HİKAYELER
BEKLENMEDİK MİSAFİR
Yüzlerce yıl önce, evleri küçük bir baraka olan çok fakir bir adam ve eşi yaşıyordu. Adamın adı Yusuf, eşininki Rabia idi. Sahip oldukları tek şey cılız bir inek idi, bu inekten sağladıkları süt ve peynir ile kendilerini besliyor ve geçimlerini zar zor sağlıyorlardı.
Bir öğleden sonra, güneşin batmasından çok az önce, Yusuf kapının çalındığını işitti ve açtığında şaşkınlıktan dona kaldı. Önünde çok iyi tanınan muhterem bir zat duruyordu. Ona arkasında saygıyla duran birkaç öğrencisi eşlik ediyordu.
“Bütün gün yoldaydık, neredeyse güneş batıyor” dedi muhterem zat. “Akşam yemeğinde size katılabilir miyiz?”
Üstat ve öğrencilerinin barakaya girmesi için yana çekilirken “Elbette, elbette” dedi Yusuf. O anda, ocakta durmakta olan eşi omzundan ona baktı. O da çok şaşırmıştı ve büyük üstadın aniden ortaya çıkmasıyla biraz da korkmuştu.
“Çok iyi o zaman” dedi Üstat etrafa göz atarak. “Ama öğrencilerim ve benim çok aç olduğumuzu söylemeliyim. Biraz et, biraz taze sebze ve elbette iyi şarap istiyoruz. Bunları temin edebilir misiniz?”
Yusuf tereddüt etti, ama sonra hevesle başıyla onayladı. “O, evet” dedi. “Bu bizim için büyük bir onurdur ve size tam arzu ettiğiniz şeyleri vermek isteriz. Karımla konuşmama izin verin…”
O ve eşi odanın bir köşesine çekildiler. Rabia endişeyle “Ne yapacağız?” diye sordu. “Bu adamlara istedikleri şeyleri nasıl vereceğiz? Etimiz ya da taze sebzemiz yok, içtiğimiz şarap çok değersiz”
Yusuf bir an düşündü. Sonra, “Yapılacak tek bir şey var. Yiyecekleri almak için ineği satmak zorundayım. Harcayacak zaman yok!”. Ve karısı protesto etmeden önce, aceleyle kapıdan çıkıp gitti.
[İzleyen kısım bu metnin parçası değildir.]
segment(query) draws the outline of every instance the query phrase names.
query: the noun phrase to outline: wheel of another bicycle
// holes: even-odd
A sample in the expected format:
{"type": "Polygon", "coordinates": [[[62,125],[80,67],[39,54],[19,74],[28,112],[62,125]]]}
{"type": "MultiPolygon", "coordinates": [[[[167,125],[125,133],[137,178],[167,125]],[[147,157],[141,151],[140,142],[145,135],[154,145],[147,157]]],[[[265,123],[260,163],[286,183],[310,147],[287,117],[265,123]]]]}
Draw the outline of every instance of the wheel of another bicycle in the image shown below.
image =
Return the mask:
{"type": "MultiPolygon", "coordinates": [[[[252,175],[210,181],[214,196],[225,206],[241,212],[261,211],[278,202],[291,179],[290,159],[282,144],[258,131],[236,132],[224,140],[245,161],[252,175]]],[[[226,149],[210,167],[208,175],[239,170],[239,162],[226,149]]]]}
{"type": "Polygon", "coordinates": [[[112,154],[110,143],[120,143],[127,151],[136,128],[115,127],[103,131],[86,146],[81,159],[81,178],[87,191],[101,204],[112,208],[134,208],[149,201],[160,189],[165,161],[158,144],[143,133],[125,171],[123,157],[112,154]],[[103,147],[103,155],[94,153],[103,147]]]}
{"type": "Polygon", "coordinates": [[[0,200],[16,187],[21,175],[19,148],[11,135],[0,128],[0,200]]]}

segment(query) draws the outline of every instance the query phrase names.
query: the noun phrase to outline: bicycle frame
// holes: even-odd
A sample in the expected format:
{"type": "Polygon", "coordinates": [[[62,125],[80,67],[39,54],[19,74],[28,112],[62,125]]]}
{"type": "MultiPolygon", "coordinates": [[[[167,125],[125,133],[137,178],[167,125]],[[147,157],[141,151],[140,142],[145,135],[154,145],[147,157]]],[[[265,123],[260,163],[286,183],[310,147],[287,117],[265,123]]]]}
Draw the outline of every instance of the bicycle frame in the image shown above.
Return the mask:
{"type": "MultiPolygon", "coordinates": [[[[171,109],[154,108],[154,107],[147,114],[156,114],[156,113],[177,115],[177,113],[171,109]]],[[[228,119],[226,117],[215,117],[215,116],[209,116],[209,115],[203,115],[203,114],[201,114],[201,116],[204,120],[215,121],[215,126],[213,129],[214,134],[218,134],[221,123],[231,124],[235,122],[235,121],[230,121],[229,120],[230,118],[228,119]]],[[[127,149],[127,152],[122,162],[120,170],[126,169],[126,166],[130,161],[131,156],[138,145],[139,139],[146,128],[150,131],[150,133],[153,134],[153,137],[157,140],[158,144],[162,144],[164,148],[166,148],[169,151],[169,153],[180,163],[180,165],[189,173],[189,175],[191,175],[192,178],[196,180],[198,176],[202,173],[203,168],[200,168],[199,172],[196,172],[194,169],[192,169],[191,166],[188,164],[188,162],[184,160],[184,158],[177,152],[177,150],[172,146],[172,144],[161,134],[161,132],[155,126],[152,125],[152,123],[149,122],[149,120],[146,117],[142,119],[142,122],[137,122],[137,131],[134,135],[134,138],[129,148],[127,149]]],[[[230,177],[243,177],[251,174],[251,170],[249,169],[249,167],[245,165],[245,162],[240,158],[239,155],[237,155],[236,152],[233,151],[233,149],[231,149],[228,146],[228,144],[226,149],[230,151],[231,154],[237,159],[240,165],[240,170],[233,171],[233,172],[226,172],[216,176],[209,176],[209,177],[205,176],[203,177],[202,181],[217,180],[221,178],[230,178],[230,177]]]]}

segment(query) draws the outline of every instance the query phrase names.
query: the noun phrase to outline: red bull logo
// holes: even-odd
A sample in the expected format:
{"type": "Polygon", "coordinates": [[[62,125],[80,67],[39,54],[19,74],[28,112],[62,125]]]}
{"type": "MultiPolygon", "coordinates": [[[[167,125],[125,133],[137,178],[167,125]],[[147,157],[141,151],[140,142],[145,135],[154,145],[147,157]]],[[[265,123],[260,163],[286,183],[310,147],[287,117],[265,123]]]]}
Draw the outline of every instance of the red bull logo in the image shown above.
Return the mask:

Bir saat içinde, Yusuf tam olarak Üstadın istediği yiyeceklerle geri döndü ve Rabia bunları aceleyle hazırladı. Ama büyük Üstat yemeye başlayınca, Yusuf ve Rabia onun ne kadar çok yiyip içtiğine şaşırıp kaldı. Tabaktaki yemeği bitirir bitirmez, anında daha fazlasını istiyordu. Yemek makinesi gibiydi! Öğrenciler bile şaşırmıştı. Sanki Üstat her şeyi yemeye niyetliydi.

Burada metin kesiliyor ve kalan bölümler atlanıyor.